The humans of Davin had evolved a warrior culture over the millennia, forming into lodges that venerated the predatory beasts which roamed the plains. Unknown to the secular Imperium, they were also in thrall to the Dark Gods of Chaos. The Luna Wolves and Word Bearers brought the planet to Imperial compliance, so thoroughly outclassing the warriors of the lodges that they quickly surrendered. The Luna Wolves moved on, but the Word Bearers remained to bring the Imperial Truth to the Davinites. As they taught, they learned, and the Legion adopted the fraternal ideas behind the lodges.
As the Great Crusade continued, the Word Bearers spread these lodges to other Legions. As Lorgar and his sons became corrupted by the Ruinous Powers, so too did the lodges, spreading seeds of treachery that would later bear bitter fruit, as Horus Heresy author Graham McNeill explains.
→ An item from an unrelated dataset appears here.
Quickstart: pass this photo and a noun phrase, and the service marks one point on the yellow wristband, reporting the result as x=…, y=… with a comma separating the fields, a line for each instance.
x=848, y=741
Graham: “It all comes back to Erebus and the lodges, right? They're one of those things that, on the surface, are nothing new in warrior cultures, but they were the first rot in the heartwood that eventually toppled the mightiest oaks."
Some time after Ullanor, Erebus of the Word Bearers, by now a high priest of the Dark Gods, requested the new Warmaster’s aid on Davin. The Imperial governor had rebelled, fleeing to the planet’s moon. Horus personally led the assault against the traitor and his fate was sealed. On a rotted and pestilent moon, Horus was struck down by a tainted blade wielded by the traitorous governor, now in thrall to the plague god Nurgle. This blade – the Anathame – used warp magic to penetrate the Warmaster’s defences and poison him, despite his formidable primarch physiology.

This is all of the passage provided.